Finding My Voice Creative Writing and The Burden of Language

‘My fear of writing in pidgin English stemmed majorly from an anxiety that foreign readers might not understand my work,’ the author writes. ‘But everything changed after I read Vagabonds!. I now know that I have a responsibility to write in my most authentic voice.’

When I first started writing, I avoided allowing my indigenous language, Yoruba, to ‘interfere’ in my work. I struggled through the process of explaining in English what I could easily have expressed in Yoruba. If I had to use a word like garri, I would spend the next few sentences explaining that garri is a food product extracted from cassava and either eaten plain with cold water or prepared with hot water to make eba. I would then also launch into a long-winded explanation of what eba was.

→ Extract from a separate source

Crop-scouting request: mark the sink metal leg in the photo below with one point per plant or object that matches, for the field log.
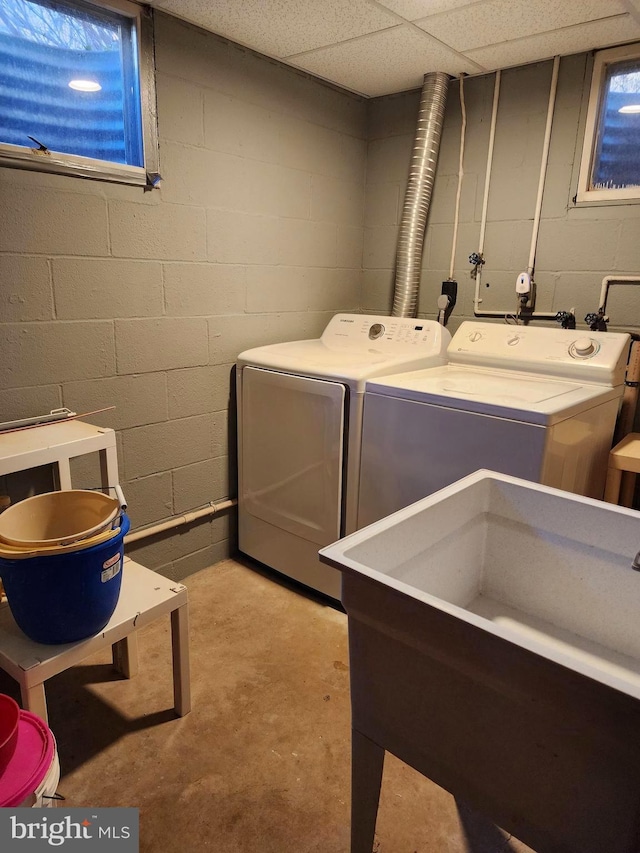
(367, 761)
(180, 653)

This tendency to over explain was influenced by the kinds of books I read growing up. Until I started reading books by African authors, there were things I mixed-up, such as using ‘high school’ when I really meant ‘secondary school’ in my writing. In some books I read, high school students didn’t wear uniforms and left the class immediately after the bell rang. In Nigeria, secondary school students wear uniforms and do not leave class unless the teacher does. I would also contest the usage of certain words, such as when I argued with my brother that his use of the word ‘flushing’ was wrong because ‘Flushing’ is a place in New York. At the time, I was reading Bharati Mukherjee’s Jasmine.